• adrienne.lore (3/15/2012)


    Is fragmentation seriously no longer a problem with SANs?

    It depends :). Fragmentation primarily slows things down by a logically sequential operation being effectively a random operation at the physical level (my testing shows this does affect both spindles and SSD's, though spindles much, much more than SSD's).

    On spindles, you end up with your heads moving back and forth from the (closer to the) inside to (closer to the) the outside of the disk multiple times during your operation, and perhaps moving a larger distance. Advanced file systems (and SAN's) use something similar to what back in the old Netware days was termed "elevator seek" or "elevator scan"; i.e. when you have a bunch of requests, order them for minimal head movement, which reduces aggregate latency (though any one request may suffer).
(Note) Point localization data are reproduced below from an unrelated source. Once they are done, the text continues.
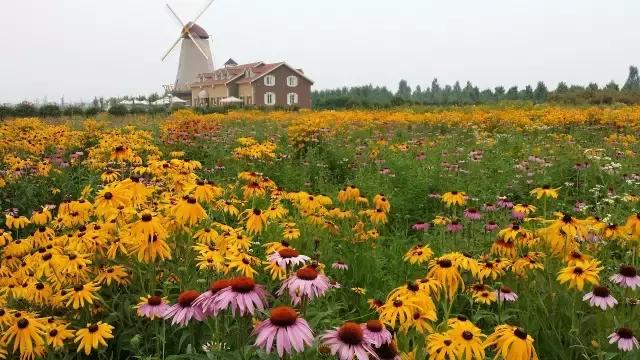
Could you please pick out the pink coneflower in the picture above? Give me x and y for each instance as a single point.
(307, 282)
(287, 258)
(206, 300)
(601, 297)
(504, 203)
(627, 277)
(243, 295)
(154, 307)
(289, 332)
(347, 342)
(339, 265)
(472, 214)
(625, 339)
(506, 294)
(375, 333)
(184, 310)
(489, 207)
(490, 226)
(454, 226)
(421, 226)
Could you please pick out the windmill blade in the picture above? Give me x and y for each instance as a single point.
(198, 46)
(176, 15)
(203, 10)
(172, 46)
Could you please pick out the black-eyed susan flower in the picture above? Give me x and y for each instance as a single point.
(545, 191)
(93, 336)
(454, 198)
(580, 273)
(512, 343)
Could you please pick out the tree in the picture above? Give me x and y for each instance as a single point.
(512, 93)
(118, 110)
(633, 80)
(540, 93)
(404, 90)
(612, 86)
(24, 109)
(562, 88)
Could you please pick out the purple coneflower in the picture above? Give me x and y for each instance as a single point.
(472, 214)
(506, 294)
(601, 297)
(289, 332)
(153, 308)
(307, 282)
(454, 226)
(288, 257)
(490, 226)
(489, 207)
(421, 226)
(206, 300)
(348, 342)
(243, 295)
(625, 339)
(627, 277)
(375, 333)
(184, 310)
(504, 203)
(339, 265)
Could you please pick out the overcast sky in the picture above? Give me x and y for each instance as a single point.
(85, 48)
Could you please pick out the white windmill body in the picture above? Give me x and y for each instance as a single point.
(195, 54)
(192, 62)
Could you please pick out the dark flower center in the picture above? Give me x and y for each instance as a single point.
(625, 333)
(187, 297)
(283, 316)
(601, 291)
(350, 333)
(23, 323)
(219, 285)
(154, 300)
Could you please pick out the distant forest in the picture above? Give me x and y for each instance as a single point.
(370, 96)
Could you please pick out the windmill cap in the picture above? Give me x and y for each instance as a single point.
(196, 31)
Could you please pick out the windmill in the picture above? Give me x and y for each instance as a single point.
(195, 54)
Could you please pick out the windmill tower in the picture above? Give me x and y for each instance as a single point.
(195, 54)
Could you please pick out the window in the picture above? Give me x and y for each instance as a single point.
(292, 81)
(292, 99)
(270, 80)
(270, 98)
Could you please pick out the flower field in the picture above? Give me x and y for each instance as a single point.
(450, 233)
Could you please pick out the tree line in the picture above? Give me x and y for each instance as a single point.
(369, 96)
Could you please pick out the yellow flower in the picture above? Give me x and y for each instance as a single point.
(93, 336)
(512, 343)
(577, 274)
(456, 198)
(545, 191)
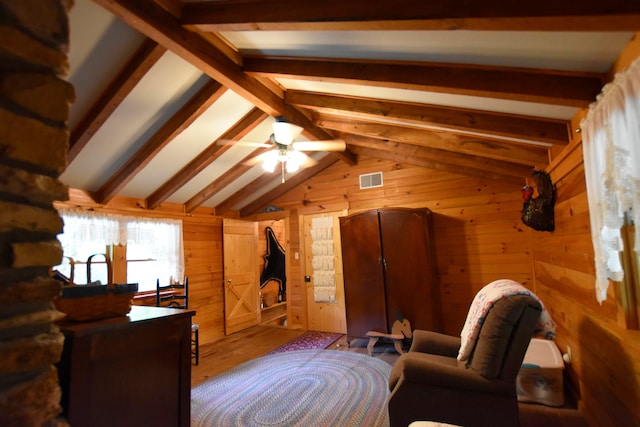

    If your particular SAN LUN is part of a pool of disks shared with dozens of other databases, servers, some file servers, and the Exchange box, and those other apps are always active, then fragmentation of your particular files or the data in them is unlikely to matter as much, since the heads are going to have requests from all over the disk most of the time, anyway.

    If you have dedicated spindles for your database alone, and some of your IO is logically sequential (scans, not seeks, of multi-MB or multi-GB indexes), and so on and so forth, then fragmentation at an internal and external level may well play a part in aggregate throughput.

    Linchi's analysis was well done, but limited in a couple of ways. For one, my very cursory reading indicates it's not unlikely the DB files created used sequential free space chunks, instead of the first chunk in the middle of the disk, the second at the beginning, the third at the end, the fourth at the end, the fifth at the beginning, etc. etc. For another, Linchi only created a 10GB file and used 4.5GB of it, and I didn't see how large the SAN's cache was - an 8GB cache plus readahead on a 10GB database could skew results significantly, and I believe the Symmetrix DMX-2's supported up to a 256GB cache. To really see what happens on disk, you need to disable or overwhelm the cache.